Entonces podemos anticipar que este aspecto de la personalidad se acentue en la creación del personaje literario de Esteban Montejo.  Con esta precaución, procedemos con el análisis del libro. 

                Como he dicho antes, el libro se divide en cuatro partes.  La primera es la introducción de los editores/autores.  Barnet explica que habían buscado información sobre la preservación de las religiones africanas en las colonias esclavizadas, pero cuando hallaron una entrevista grabada con Montejo en un rimero de cintas, encontraron algo más interesante que habían esperado: un relato de la vida de un negro en Cuba durante la época de la esclavitud.  Los editores, después de haber hablado con Montejo, despidieron las cintas de los otros viejos y decidieron enfocarse más en la vida de Esteban, que salió más interesante que habían esperado.  Comentan en la introducción los tres aspectos más notables de su personalidad, que vemos más adelante.  La segunda parte se llama “La esclavitud”, y se divide en un relato de la vida en los barracones como esclavo, y un relato de su vida como cimarrón, en el monte y en una cueva.  La tercera parte se llama “La abolición de la esclavitud”, y trata de la vida en los ingenios, una versión de la esclavitud sin la esclavitud oficial.  La cuarta, “La guerra de Independencia”, pinta la guerra de independencia de Cuba desde el punto de vista de Esteban y otros negros que lucharon en la guerra.  Como vamos a ver más adelante, en cada parte, Montejo alcanza una diferente conclusión o comentario en su monólogo con respeto a la esclavitud y ser negro en Cuba.  Las diferencias son bastante semejantes que podemos incorporar sus ideas para formar alguna representación de la vida del negro en Cuba. 

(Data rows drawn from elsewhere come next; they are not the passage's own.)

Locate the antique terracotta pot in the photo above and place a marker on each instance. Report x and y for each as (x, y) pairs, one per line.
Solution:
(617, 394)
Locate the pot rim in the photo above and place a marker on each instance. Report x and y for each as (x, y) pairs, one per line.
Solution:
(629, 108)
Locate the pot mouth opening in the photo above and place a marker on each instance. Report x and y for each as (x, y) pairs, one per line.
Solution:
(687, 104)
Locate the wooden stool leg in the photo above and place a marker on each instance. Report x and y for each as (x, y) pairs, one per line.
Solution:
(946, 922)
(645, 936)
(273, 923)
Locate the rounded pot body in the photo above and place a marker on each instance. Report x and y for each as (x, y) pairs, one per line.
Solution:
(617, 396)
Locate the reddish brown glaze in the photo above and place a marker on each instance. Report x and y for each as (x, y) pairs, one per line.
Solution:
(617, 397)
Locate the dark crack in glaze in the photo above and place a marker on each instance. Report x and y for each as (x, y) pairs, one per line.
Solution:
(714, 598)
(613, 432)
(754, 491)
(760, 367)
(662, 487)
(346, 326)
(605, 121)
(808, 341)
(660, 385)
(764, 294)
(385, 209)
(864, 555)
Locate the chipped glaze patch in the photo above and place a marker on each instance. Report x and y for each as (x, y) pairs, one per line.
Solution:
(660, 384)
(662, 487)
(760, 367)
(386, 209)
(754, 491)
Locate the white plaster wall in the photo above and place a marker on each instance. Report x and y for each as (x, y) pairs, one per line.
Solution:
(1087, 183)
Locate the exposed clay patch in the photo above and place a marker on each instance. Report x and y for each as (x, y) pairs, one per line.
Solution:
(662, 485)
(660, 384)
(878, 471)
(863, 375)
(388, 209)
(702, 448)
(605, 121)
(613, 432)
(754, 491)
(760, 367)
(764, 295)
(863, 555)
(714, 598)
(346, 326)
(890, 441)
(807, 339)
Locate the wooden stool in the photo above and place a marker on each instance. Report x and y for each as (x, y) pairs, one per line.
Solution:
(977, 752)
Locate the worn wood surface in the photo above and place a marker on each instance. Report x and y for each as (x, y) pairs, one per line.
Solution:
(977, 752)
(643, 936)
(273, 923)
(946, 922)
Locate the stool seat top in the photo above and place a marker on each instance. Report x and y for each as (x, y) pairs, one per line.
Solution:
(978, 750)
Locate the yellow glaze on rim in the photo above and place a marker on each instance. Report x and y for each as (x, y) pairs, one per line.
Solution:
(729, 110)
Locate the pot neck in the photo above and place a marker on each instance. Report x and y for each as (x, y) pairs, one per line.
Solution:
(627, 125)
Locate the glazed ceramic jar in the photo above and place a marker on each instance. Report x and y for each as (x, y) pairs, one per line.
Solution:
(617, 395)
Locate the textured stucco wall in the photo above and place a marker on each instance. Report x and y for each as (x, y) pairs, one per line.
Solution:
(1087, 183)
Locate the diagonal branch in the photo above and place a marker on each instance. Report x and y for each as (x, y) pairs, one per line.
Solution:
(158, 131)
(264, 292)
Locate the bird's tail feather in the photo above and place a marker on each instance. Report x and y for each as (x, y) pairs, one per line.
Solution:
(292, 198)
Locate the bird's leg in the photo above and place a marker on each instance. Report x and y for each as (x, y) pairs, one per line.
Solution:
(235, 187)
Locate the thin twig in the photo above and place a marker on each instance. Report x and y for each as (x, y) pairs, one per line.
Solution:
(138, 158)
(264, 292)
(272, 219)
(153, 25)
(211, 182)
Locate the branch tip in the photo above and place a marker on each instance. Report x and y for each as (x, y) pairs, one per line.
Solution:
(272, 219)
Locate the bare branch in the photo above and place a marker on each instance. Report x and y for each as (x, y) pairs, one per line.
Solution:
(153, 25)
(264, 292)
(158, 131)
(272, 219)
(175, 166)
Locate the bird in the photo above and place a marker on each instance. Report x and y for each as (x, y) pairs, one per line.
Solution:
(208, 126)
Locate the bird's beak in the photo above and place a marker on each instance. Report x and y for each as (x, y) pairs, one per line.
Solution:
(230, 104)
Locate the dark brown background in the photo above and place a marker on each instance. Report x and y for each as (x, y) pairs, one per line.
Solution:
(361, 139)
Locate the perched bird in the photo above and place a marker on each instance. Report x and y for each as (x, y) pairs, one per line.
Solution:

                La otra pregunta que vamos a desarrollar aquí es cómo esta obra relaciona al relato de Francisco Manzano, que escribe su propia autobiografía, la cual representa otro lado de la esclavitud en Latinoamérica.  Hay semejanzas entre las dos obras, pero en general, se puede ver la Biografía de un cimarrón como una especie de antítesis de la Autobiografía de un esclavo.  Los personajes de Montejo y Manzano pertenecen a diferentes hemisferios del mundo de la esclavitud, pero las vidas después de la esclavitud son opuestas también, como vamos a ver más adelante. 

                El relato del período de la esclavitud empieza con una descripción breve de un tipo de religión.  Montejo explica que hay cosas que no se puede comprender, que nunca en la vida vamos a entender ciertas cosas.  Sigue:

Total, yo sé que todo eso depende de la Naturaleza.  La Naturaleza es todo.  Hasta lo que no se ve.  Y los hombres no podemos hacer esas cosas porque estamos sujetos a un Dios: a Jesucristo, que es del más se habla.  Jesucristo no nació en África, ése vino de la misma Naturaleza porque la Virgen María era señorita.  Los dioses más fuertes son los de África.  Yo digo que es positivo que volaban....  No sé como permitieron la esclavitud.” (Barnet 13) 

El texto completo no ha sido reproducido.